Moaning about gasoline prices, government avoids liquidity question


Soaring gasoline prices appear to be the latest target of the government’s anti-inflation strategy, but it remains to be seen whether policymakers can manage to calm the economy without addressing liquidity issues. / Korea Times
By Kim Tae-gyu

From the outset of the Year of the Rabbit, the appreciating prices of consumer goods have raised warning flags, which prompts the Lee Myung-bak administration to come up with a set of contingency measures.

Last month, the producer’s price index jumped to a two-year high of 5.3 percent from a year before, which tends to affect consumer prices in a few months. The prices of imports rocketed 12.7 percent year-on-year.

As the inflationary pressures continue to bring about woes along with fast-rising apartment rents, Asia’s fourth-largest economy is feared to suffer inflation of higher than 3 percent in 2011. Some even have concerns that it may even reach 4 percent.

In this climate, the government’s countermeasures appear to be overly simple and naive ― it is twisting the arms of corporations not to jack up merchandise prices.
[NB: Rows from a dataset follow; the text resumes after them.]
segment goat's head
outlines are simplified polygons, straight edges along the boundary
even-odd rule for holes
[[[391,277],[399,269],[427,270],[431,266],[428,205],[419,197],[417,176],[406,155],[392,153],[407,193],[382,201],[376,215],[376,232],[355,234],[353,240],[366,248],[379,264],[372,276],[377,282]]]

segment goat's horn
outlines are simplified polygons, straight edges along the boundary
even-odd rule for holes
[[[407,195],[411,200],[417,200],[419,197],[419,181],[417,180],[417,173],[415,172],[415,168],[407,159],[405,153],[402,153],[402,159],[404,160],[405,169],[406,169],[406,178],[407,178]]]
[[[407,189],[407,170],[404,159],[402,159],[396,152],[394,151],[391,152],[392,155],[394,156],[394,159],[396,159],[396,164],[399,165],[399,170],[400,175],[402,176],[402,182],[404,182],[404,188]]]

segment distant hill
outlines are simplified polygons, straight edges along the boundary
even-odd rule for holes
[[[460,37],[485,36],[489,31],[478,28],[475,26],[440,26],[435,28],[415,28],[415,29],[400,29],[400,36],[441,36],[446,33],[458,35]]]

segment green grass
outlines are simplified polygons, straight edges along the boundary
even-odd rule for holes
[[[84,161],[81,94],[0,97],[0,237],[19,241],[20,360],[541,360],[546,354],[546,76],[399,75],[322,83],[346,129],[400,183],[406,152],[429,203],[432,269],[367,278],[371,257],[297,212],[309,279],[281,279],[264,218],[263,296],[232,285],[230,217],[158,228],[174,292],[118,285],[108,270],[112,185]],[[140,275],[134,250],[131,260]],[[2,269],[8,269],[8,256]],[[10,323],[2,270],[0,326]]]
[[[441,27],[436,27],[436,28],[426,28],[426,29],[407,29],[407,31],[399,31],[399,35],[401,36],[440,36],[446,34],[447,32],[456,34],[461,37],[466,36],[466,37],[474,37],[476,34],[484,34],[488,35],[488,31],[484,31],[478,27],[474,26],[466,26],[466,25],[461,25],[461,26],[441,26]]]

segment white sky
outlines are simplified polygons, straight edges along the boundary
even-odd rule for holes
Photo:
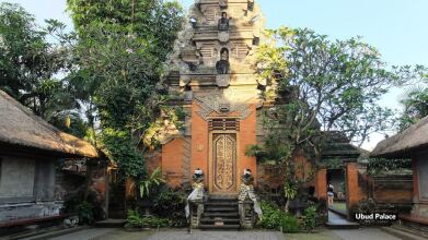
[[[66,0],[9,0],[20,3],[37,21],[56,19],[71,29],[72,23],[66,13]],[[180,0],[188,8],[194,0]],[[309,27],[335,38],[363,36],[377,47],[383,59],[391,64],[428,65],[427,27],[428,1],[426,0],[258,0],[267,19],[267,27],[280,25]],[[386,94],[381,105],[402,109],[400,100],[405,89],[394,88]],[[393,133],[392,133],[393,134]],[[391,134],[391,135],[392,135]],[[372,134],[363,148],[372,149],[383,135]]]

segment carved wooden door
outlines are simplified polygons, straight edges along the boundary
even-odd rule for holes
[[[212,134],[212,191],[236,191],[236,135]]]

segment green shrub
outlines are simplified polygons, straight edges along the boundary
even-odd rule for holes
[[[298,232],[300,230],[297,217],[284,213],[275,204],[262,202],[263,218],[262,228],[282,229],[284,232]]]
[[[131,228],[161,228],[169,227],[171,225],[170,220],[166,218],[148,216],[143,217],[138,211],[128,211],[128,216],[126,218],[126,226]]]
[[[306,231],[313,231],[319,223],[319,214],[315,206],[310,206],[303,212],[303,228]]]
[[[267,202],[262,202],[261,207],[263,211],[262,228],[279,229],[284,213],[277,206]]]
[[[76,212],[78,213],[80,224],[94,223],[93,208],[94,208],[93,205],[88,202],[83,202],[76,206]]]
[[[153,212],[160,217],[171,219],[171,227],[187,226],[184,212],[186,200],[187,195],[184,192],[165,189],[153,200]]]
[[[280,221],[282,232],[298,232],[300,230],[299,220],[297,217],[288,214],[284,214]]]

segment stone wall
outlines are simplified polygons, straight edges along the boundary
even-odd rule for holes
[[[414,207],[412,214],[428,217],[428,160],[426,156],[419,155],[413,159],[414,172]]]
[[[35,161],[22,157],[2,157],[0,200],[33,197]]]
[[[57,216],[55,160],[28,156],[0,156],[0,223]]]

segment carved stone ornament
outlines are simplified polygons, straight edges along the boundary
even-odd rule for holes
[[[230,75],[229,74],[220,74],[216,75],[216,83],[219,87],[228,87],[230,85]]]
[[[219,41],[228,43],[229,41],[229,32],[219,32]]]
[[[210,115],[216,112],[219,116],[228,116],[229,113],[236,113],[236,117],[241,120],[246,119],[251,115],[250,98],[241,103],[231,103],[224,99],[220,94],[209,94],[205,96],[194,96],[196,104],[200,107],[197,113],[206,121],[208,121]],[[224,106],[229,106],[225,111]]]
[[[220,8],[228,8],[228,0],[219,0]]]

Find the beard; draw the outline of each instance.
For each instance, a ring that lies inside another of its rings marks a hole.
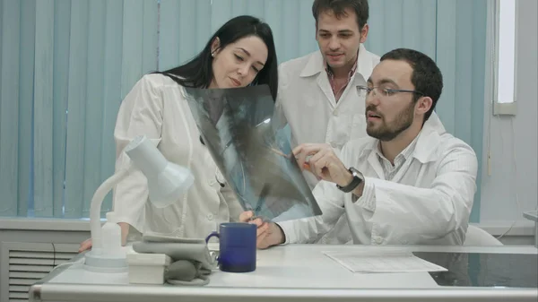
[[[377,126],[372,122],[367,122],[366,133],[373,137],[377,138],[381,142],[388,142],[394,140],[398,134],[407,130],[414,119],[414,102],[409,104],[409,106],[400,112],[396,116],[396,119],[387,125],[385,123],[385,117],[381,116],[380,124]],[[375,108],[369,107],[366,111],[376,111]]]

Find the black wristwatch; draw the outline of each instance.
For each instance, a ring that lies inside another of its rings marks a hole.
[[[357,186],[359,186],[359,185],[360,185],[363,179],[362,173],[359,172],[359,170],[353,167],[350,167],[348,170],[353,176],[353,180],[351,180],[351,182],[346,186],[340,186],[339,185],[336,185],[336,187],[344,193],[350,193],[353,191]]]

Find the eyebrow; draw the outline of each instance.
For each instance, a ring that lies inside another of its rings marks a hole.
[[[245,54],[247,54],[247,56],[250,56],[250,53],[249,53],[249,52],[248,52],[247,49],[245,49],[245,48],[243,48],[243,47],[237,47],[237,48],[238,48],[238,49],[239,49],[239,50],[242,50],[242,51],[243,51]],[[263,64],[263,63],[262,63],[262,62],[260,62],[260,61],[257,61],[256,63],[257,63],[257,64],[259,64],[259,65],[261,65],[262,66],[265,66],[265,64]]]
[[[330,31],[327,30],[319,30],[317,31],[322,31],[324,33],[325,32],[330,33]],[[353,33],[353,30],[338,30],[338,33]]]
[[[373,83],[374,83],[374,82],[372,81],[372,78],[369,78],[369,79],[368,79],[368,81],[367,81],[367,82],[369,82],[369,83],[370,83],[370,84],[373,84]],[[397,84],[395,82],[394,82],[394,81],[392,81],[392,80],[390,80],[390,79],[381,79],[381,80],[379,80],[379,82],[378,82],[378,83],[377,83],[377,84],[378,84],[378,85],[383,85],[383,84],[393,84],[393,85],[395,85],[395,86],[398,87],[398,84]]]

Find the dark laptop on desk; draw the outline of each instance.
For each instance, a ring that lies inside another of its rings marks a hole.
[[[447,272],[430,274],[440,286],[538,288],[538,255],[413,252]]]

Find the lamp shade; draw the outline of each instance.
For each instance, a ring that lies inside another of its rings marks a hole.
[[[131,141],[125,152],[146,177],[150,202],[155,207],[162,208],[175,203],[195,181],[188,168],[168,161],[144,135]]]

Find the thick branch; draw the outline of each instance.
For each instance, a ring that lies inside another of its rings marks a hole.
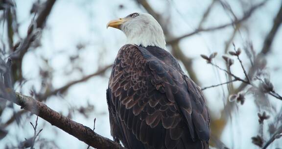
[[[96,133],[91,128],[52,110],[44,103],[17,92],[16,96],[15,99],[8,99],[93,148],[125,149],[118,143]]]
[[[268,53],[270,51],[270,47],[272,44],[273,41],[276,35],[277,31],[279,26],[281,25],[282,23],[282,3],[281,3],[281,6],[279,9],[276,17],[274,19],[274,24],[271,28],[271,29],[266,36],[266,37],[264,39],[264,42],[263,44],[263,47],[261,49],[261,50],[257,56],[256,59],[255,60],[255,65],[254,65],[252,67],[250,68],[248,74],[249,74],[249,78],[252,78],[254,75],[256,69],[258,67],[258,65],[256,65],[256,62],[261,57],[261,55],[265,55]],[[269,40],[271,39],[271,41]],[[247,84],[245,83],[241,84],[238,88],[236,90],[235,93],[238,93],[240,91],[242,90],[246,87]]]

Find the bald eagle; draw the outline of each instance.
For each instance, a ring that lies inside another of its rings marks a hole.
[[[111,135],[129,149],[208,149],[210,118],[200,88],[164,49],[151,15],[110,21],[128,44],[115,60],[107,90]]]

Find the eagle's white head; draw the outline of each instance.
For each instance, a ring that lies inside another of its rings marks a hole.
[[[157,46],[165,49],[165,40],[162,27],[151,15],[134,13],[123,18],[111,21],[107,25],[122,30],[127,38],[127,43]]]

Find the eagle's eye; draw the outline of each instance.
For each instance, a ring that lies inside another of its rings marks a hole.
[[[138,16],[139,15],[139,14],[138,13],[134,13],[130,15],[130,17],[131,17],[131,18],[135,18],[135,17]]]

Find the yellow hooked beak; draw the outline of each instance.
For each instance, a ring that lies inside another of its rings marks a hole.
[[[107,28],[110,26],[120,29],[120,25],[127,21],[127,19],[125,18],[119,18],[118,19],[112,20],[107,24]]]

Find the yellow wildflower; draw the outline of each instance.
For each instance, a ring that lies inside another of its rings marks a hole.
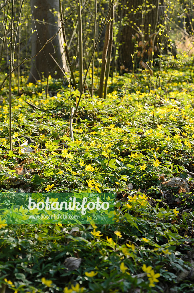
[[[121,234],[120,232],[119,231],[115,231],[114,232],[115,235],[116,235],[117,236],[118,236],[119,238],[121,238],[122,237],[122,235]]]
[[[92,278],[92,277],[94,277],[94,276],[96,276],[98,272],[94,272],[93,271],[91,271],[90,273],[88,272],[86,272],[84,273],[84,274],[86,277]]]
[[[94,229],[93,232],[91,232],[90,233],[95,237],[100,237],[101,236],[102,236],[103,235],[103,234],[101,234],[100,233],[101,232],[100,231],[96,231],[95,229]]]
[[[84,161],[82,161],[82,162],[80,162],[79,164],[81,167],[84,167],[86,165],[85,164],[84,164]]]
[[[145,164],[144,164],[142,166],[140,166],[140,168],[141,170],[144,170],[147,167],[146,167]]]
[[[125,267],[123,262],[121,263],[120,265],[120,269],[122,271],[122,272],[124,273],[125,272],[125,271],[127,270],[128,270],[127,267]]]
[[[51,189],[52,187],[53,187],[54,185],[55,184],[52,184],[51,185],[48,184],[48,185],[47,185],[47,187],[46,187],[45,188],[45,190],[46,190],[47,191],[49,191]]]

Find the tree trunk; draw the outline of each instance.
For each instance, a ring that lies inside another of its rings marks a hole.
[[[109,7],[110,6],[111,2],[110,0],[109,1]],[[106,55],[108,48],[108,44],[110,39],[110,23],[109,23],[106,25],[106,32],[104,39],[104,42],[103,47],[103,49],[102,54],[102,65],[101,66],[101,73],[100,83],[99,84],[99,88],[98,89],[98,96],[99,97],[102,98],[103,94],[103,87],[104,86],[104,80],[106,72],[106,67],[107,62]],[[104,97],[105,98],[105,97]]]
[[[33,29],[36,30],[32,38],[31,54],[33,56],[59,29],[59,7],[58,0],[31,0],[31,2],[32,17],[35,20],[32,21]],[[35,83],[38,80],[42,79],[43,74],[47,78],[49,75],[55,78],[63,77],[63,74],[49,53],[52,54],[64,71],[67,71],[62,45],[64,43],[62,35],[59,32],[51,42],[32,59],[28,82]],[[57,73],[55,74],[55,71]]]
[[[141,65],[143,68],[146,65],[145,62],[151,59],[153,48],[156,57],[159,53],[156,38],[153,45],[155,30],[157,25],[162,21],[161,17],[164,10],[164,0],[160,1],[159,6],[159,1],[131,0],[127,7],[125,6],[124,8],[124,16],[127,17],[127,19],[122,29],[120,42],[122,45],[119,54],[120,68],[123,72],[132,69],[131,54],[135,52],[137,52],[134,56],[136,66]],[[122,4],[124,1],[122,0]],[[158,30],[157,28],[156,30]]]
The Fair Trade Commission has set up a task force team of late to inspect whether or not retail chains or other entities will crank up prices in collusion with each other. It will also keep an eye on any retailers who it suspects of chalking up excessive profits.

President Lee himself took issue with the high gasoline prices earlier this month and this prodded government-wide efforts to contain the fast appreciation of oil involving the National Tax Service or the Ministry of Strategy and Finance.

I am worried that such steps will incur the ridicule of experts from both at home and abroad.

First of all, bureaucrats including President Lee are not supposed to talk about gasoline prices without raising the thorny topics of the heavy taxes on oil amounting to around $15 billion a year.

As is widely known, a variety of taxes explain more than half of gasoline prices. In other words, drivers pay more to the government rather than to the refinery when they are pumping gas.

Accordingly, it is not appropriate for President Lee to bring the gasoline prices to light without comment on the indirect taxation ― an easy way to fund budgets without causing serious challenges of taxpayers.

On top of Korea, many European countries impose high tax burdens on motorists but their politicians are seemingly wise enough not to press price cuts from refineries without considering the heavy taxes.

More fundamentally, it seems the Seoul administration is taking the wrong direction in trying to tame inflation because it does not substantially reduce the ultra rich liquidity in the markets.

It is one of the time-honored beliefs that rich liquidity ends up generating inflation and the Bank of Korea released money over the past years to grapple with the economic downturn in the aftermath of the global financial crisis.

In particular, the Lee administration’s economic principles are by and large based on New Liberalism. One of its golden rules is ``inflation is always and everywhere a monetary phenomenon,’’ as U.S. economist Milton Friedman claimed.

Just reduce the liquidity through various fashions like open market manipulation. Be serious, or we will experience the faces of a specter dubbed inflation, which would be as gloomy as those of economic downturns.